I’ll start with the Crockpot. I know there’s a woman on TV who claims to use hers to prepare dinner for her 8 children. But mine seldom gets a work out. And while anyone who has 8 children must know a thing or two about the splendors of the slow cooker, I have a beef with the appliance. And here it is: If the virtue of the Crockpot is that you can put all the ingredients into the pot in the morning, walk away and come back 8 hours later to a family dinner, someone has to explain why I must brown anything before I put it into the pot. Doesn’t this mean that at breakfast time I am standing over the stove browning tonight’s dinner? I marvel at how the woman with 8 children does that and gets them fed and off to school. But I am not about to brown anything that goes into the Crockpot.
Lo and behold, when I was poking around for a recipe for Slow Cooker Onion Soup, I came upon a recipe that claimed you could caramelize the onions in your crockpot. Eureka! I am huge fan of onion soup. I love it with its rich beefy stock and deep onion flavor to say nothing of the slab of French Bread and the Gruyere cheese melting down the sides of the lion-headed bowls that we use solely for that purpose. I couldn’t wait to get started.
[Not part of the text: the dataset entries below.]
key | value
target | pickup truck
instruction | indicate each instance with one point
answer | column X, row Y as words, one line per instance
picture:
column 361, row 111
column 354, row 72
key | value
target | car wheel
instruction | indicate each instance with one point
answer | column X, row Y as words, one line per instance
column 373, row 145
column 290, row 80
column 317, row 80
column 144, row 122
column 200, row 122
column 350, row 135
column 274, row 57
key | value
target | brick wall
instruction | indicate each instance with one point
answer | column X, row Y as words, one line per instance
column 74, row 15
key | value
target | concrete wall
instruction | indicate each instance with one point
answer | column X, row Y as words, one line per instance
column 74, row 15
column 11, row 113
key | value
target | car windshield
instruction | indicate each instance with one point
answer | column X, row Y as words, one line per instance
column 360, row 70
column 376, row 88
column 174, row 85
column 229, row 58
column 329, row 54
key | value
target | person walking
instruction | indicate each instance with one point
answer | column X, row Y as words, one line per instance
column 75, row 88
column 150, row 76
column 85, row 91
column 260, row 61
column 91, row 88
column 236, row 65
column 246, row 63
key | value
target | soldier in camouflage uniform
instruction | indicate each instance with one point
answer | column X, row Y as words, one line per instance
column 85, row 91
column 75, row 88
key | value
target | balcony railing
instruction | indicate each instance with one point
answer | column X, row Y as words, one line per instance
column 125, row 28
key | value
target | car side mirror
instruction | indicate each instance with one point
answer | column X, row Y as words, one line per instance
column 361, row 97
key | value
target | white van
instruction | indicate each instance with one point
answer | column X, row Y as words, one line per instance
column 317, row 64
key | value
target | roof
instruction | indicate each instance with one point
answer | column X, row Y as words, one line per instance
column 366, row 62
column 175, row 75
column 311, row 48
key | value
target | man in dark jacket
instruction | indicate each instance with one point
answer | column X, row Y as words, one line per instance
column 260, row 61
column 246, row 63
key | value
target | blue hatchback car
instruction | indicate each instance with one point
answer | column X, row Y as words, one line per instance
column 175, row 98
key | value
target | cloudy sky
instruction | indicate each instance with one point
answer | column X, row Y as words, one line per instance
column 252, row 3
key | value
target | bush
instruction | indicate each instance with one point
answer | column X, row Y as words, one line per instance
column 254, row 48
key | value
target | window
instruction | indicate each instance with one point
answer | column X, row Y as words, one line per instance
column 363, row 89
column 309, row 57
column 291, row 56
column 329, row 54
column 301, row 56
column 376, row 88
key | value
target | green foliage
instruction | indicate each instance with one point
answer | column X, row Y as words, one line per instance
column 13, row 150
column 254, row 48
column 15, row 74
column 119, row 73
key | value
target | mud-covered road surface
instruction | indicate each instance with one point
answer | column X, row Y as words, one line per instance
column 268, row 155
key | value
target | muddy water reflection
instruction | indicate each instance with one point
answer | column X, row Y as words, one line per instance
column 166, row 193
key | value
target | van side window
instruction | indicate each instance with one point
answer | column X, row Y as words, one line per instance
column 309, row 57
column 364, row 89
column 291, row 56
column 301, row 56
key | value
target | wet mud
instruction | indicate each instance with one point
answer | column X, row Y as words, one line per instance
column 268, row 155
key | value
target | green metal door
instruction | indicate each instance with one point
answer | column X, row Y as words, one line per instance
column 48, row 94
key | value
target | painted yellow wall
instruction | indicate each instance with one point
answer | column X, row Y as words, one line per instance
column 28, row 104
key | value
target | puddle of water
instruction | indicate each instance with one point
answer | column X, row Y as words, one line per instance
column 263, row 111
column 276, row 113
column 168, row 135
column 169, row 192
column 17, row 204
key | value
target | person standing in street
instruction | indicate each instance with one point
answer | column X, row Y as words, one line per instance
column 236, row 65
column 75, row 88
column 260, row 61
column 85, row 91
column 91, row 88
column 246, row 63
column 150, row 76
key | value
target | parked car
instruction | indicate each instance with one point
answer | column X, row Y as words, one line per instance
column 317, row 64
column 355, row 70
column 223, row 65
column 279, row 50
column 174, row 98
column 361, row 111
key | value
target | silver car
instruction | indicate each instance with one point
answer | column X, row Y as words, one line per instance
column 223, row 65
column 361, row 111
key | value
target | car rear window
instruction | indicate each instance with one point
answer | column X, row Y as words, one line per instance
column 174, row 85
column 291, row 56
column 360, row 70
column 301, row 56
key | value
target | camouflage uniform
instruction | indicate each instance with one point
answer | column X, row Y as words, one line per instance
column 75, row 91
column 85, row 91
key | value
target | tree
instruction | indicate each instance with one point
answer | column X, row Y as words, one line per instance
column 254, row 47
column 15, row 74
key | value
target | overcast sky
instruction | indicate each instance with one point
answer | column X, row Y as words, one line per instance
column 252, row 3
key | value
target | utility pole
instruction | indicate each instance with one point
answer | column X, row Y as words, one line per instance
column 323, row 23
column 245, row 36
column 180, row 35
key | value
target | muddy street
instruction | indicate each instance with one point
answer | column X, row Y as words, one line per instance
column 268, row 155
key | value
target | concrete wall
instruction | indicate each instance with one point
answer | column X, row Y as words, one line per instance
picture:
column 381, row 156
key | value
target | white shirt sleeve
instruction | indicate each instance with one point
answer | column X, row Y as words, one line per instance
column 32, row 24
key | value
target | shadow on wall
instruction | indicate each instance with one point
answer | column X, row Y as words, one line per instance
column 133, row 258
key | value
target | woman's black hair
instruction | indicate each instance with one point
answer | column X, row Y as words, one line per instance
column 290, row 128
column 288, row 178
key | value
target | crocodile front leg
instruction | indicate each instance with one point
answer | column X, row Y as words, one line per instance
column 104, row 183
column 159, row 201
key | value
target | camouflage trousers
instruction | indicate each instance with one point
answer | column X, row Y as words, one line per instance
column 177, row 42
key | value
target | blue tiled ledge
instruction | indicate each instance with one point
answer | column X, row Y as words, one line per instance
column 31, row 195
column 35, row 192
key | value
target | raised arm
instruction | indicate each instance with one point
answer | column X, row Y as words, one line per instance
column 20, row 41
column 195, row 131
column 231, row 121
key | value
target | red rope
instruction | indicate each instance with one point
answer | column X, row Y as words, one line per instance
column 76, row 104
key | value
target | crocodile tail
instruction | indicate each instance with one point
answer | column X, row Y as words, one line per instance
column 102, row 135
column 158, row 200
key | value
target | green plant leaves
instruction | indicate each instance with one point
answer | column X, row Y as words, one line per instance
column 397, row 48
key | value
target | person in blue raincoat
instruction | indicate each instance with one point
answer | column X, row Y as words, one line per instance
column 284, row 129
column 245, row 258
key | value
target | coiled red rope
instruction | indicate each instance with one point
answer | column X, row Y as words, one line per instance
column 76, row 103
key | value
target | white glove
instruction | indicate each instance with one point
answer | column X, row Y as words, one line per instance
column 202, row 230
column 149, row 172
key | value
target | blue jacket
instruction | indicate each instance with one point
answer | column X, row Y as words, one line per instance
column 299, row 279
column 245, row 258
|Would you call these caramelized?|
|The addition of the ribs made a terrific difference|
Far more successful was the soup I made in the new Cuisinart Blend and Cook Soupmaker. Now this devise, which looks like a commercial blender, is intimidating at first. Just its size is impressive. It rises off the counter to a height of 18 inches. My first thought was will this be like the toaster oven? The appliance that has so many features, it does none of them very well? Turns out, that’s not the case here. It has a heating element built into its base. Its control panel has a built-in timer and its very sharp blades have a ‘Stir” button which, rather than pureeing the contents of the bowl, actually do just stir them up. You simply put whatever ingredients your recipe calls for into the blender jar heat them on high for a few minutes, then lower the heat, cook for about 30 minutes, then puree. I made my second all-time favorite soup, Tomato, and it was delicious. What you may love about this recipe is that its fat-free. And as much of a cream soup fan as I am, you do not feel anything is missing in this creamy, all vegetable version. The recipe follows. But my last word on the subject is: If you want really great onion soup, you will not find it in the crockpot. And I note that in the recipe booklet that came with the Cuisinart, there’s no recipe for onion soup. Smart people those people at Cuisinart. Here’s the recipe:
Tomato Soup made in the Cuisinart Blend and Cook Soup Maker adapted from a Cuisinart recipe:
For 5 cups of Soup:
½ small onion, cut into ½-inch pieces
1 small carrot, cut into ½-inch pieces
1 small celery stalk, cut into ½-inch pieces
1 teaspoon dried basil
½ teaspoon dried marjoram
1 tablespoon unbleached, all-purpose flour
1 can (28-ounce) whole plum tomatoes in purée
2 tbsp. Tomato Paste
1/8th teaspoon baking soda
½ teaspoon kosher salt
½ teaspoon freshly ground black pepper
2. Set timer for 9 minutes and temperature on High. Once the mixture comes to a boil, set timer for 30 minutes and temperature on Medium.
3. When 30 minutes is up, blend on speed 1, gradually raising to speed 3, for two minutes or until completely smooth.
4. Taste and adjust for seasoning as desired. Serve.